Make North Korea a Chinese Protectorate
During the Cold War, the Warsaw Pact nations were Soviet protectorates. What that means is that nations like East Germany have a degree of nominal independence, but their foreign policy and national security positions had to strictly conform to the interests of the Soviet Union. Rather than annex the nations of Eastern Europe after the Second World War, the Soviets made these nations protectorates.
The Soviet Union took responsibility for the actions of these nations. So despite the fact that there were many theater nuclear weapons with effective delivery systems in these nations, these could never be used without the consent of the Politburo. NATO never had to worry that a rogue leader of one of these nations would threaten Western Europe because every leader of a Warsaw Pact nation was ultimately under the control of Moscow.
America ought to take the position that North Korea is a protectorate of China, recognizing China's right to represent North Korea's interests in global affairs and also to recognize that China can take whatever action it deems necessary to restrain North Korea. That places both responsibility and authority to Beijing.
What that would mean is that if China occupies all or part of North Korea, or, indeed, if China annexes North Korea, we would accept that decision without negative comment or action. It would also mean that if North Korea launched any nuclear attack against Seoul or Tokyo, then we would consider that an act by China against South Korea or Japan.
America, under this arrangement, could give food and other aid to North Korea, but only through China. That would give China extra leverage in dealing with its new protectorate. The affluent democracies threatened today by the madman in North Korea could give every deference and support to China in controlling North Korea.
Why might China want the privilege and the burden of accepting North Korea as a protectorate? China's authority would be formally expanded, something Chinese expansion into the South China Sea suggests that Beijing would like. China also could act to prevent a nuclear attack, which would throw global markets, Pacific trade, and financial markets into a calamitous death spiral – a disaster that would hurt China as much as any nation.
North Korea might also view this favorably if China then ensured the rule of Kim Jong-un, the dominance of the Communist Party in North Korea, and the safety of that nation from any foreign attack. The dubious capacity of North Korea to attack America if America threatened that regime would be replaced by the very real power of China to hit American cities.
The system of protectorates seems archaic and a throwback to 19th-century imperialism, but in fact, protectorates work. The client state (the state over which a protectorate is made) gets the protection of a great power, the great power gains influence and control, and the rest of the world has a more responsible nation superintend the actions of a smaller, potentially rogue nation.

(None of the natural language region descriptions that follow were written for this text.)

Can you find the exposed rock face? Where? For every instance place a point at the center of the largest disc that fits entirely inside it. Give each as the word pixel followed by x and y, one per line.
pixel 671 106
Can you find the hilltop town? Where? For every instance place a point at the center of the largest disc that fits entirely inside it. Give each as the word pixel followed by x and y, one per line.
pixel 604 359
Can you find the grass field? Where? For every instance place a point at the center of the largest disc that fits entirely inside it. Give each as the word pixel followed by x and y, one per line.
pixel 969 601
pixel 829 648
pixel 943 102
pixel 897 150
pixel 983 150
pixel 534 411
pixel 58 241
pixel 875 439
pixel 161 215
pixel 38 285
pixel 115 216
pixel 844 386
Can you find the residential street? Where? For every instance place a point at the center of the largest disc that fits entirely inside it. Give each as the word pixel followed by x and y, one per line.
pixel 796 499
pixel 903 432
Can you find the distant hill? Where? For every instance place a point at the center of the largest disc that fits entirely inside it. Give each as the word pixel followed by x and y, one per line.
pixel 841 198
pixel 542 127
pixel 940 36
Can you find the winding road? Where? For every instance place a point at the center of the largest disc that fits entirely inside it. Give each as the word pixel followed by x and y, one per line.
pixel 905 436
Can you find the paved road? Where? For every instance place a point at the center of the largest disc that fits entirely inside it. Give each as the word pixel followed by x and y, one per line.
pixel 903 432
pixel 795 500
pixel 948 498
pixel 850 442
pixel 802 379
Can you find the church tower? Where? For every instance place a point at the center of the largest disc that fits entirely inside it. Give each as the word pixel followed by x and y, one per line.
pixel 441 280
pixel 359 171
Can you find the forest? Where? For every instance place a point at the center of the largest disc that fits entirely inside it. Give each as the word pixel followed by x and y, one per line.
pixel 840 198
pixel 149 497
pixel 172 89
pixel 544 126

How might this protectorate status be created in a way in which the international community would be compelled to take notice? Here, for once, that most useless creature of modern international politics might be actually helpful: the United Nations, and particularly the Security Council. A vote of that body placing North Korea under the protection (as a protectorate) of China would reflect a global concern about the threat North Korea poses today, and it would make it almost impossible for North Korea to do anything but accept this status.
This protectorate would also allow a gradual evolution of North Korea from the sort of malignant insane asylum it is today into the sort of regime that exists in China today, a hardly ideal but vastly less malign and much more rational nation. This would allow South Koreans to re-establish contact with North Korea, without reunification, and it would evolve North Korea into a nation with a stake in peace as the economy of North Korea grew slowly into the sort of quasi-market economy of China.
There are few, if any, truly "good" solutions to the nightmare of North Korea. Creating a Chinese protectorate is the best solution to a horrible problem.